When I first retired and was behaving like a 'little old man', tw used to tease me and complain that I was behaving like a 'little old man'. Together we composed fictitious articles for the press and invented a fictitious magazine to publish them in, the 'Little Old Man Weekly'.
When John bought his first house in Winsford, we went to see it along with my American brother-in-law, Harold. It had been owned by a 'little old man', and was full of handy gadgets and aids to make life easier. Harold was much taken in by this and walked round in wonder.
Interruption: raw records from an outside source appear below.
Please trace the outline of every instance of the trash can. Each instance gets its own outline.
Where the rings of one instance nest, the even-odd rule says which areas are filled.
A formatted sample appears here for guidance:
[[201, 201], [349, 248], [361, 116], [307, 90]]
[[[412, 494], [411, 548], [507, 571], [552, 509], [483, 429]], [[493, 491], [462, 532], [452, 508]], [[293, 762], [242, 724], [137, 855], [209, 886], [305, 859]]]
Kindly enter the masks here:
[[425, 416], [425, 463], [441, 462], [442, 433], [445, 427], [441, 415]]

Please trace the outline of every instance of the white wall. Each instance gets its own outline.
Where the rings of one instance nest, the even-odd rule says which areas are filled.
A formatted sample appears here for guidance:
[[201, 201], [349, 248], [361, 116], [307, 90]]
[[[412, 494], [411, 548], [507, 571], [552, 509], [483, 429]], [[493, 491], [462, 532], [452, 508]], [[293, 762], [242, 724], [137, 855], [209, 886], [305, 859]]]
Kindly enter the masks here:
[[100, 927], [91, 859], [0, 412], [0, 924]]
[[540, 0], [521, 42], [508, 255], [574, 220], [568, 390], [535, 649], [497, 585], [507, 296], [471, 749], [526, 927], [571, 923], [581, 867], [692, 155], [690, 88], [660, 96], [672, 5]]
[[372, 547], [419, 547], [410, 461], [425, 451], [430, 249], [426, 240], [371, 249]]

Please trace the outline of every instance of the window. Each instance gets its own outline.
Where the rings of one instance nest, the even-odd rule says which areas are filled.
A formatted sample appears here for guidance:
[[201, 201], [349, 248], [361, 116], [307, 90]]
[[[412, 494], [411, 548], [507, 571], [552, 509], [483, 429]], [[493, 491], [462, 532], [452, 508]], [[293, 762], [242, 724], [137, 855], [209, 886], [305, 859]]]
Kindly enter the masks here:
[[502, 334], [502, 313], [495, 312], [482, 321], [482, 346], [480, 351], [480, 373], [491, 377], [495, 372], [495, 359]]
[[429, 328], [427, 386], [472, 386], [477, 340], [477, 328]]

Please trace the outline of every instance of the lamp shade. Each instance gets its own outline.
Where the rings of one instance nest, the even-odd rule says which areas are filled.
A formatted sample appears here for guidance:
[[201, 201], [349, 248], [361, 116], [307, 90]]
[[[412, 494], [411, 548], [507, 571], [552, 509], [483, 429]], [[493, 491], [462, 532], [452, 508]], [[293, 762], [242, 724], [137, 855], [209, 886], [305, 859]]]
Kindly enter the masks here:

He especially liked the removable washing line pole which had been greased at its bottom so that it slid easily out of its hole in the lawn.
The house had a coke fired central heating system and the numerous, brushes, scrapers, pokers, prodders needed to keep this functioning were all arrayed around it hanging on an assortment of hooks of varying progeny but of appropriate shape to hold each odd shaped item.
Harold commented that it was a very good idea to buy a house from a 'little old man' as you could be sure that it would have been optimised for easy living.
Rosemary bought her house in Witney from a 'little old man' and that was just the same. It even had wiring, bell push and electric bell in place to enable the 'little old man' to be imperiously summoned from his garden shed at the whim of 'her indoors'. Don't expect to be seeing a design for one of these anytime soon.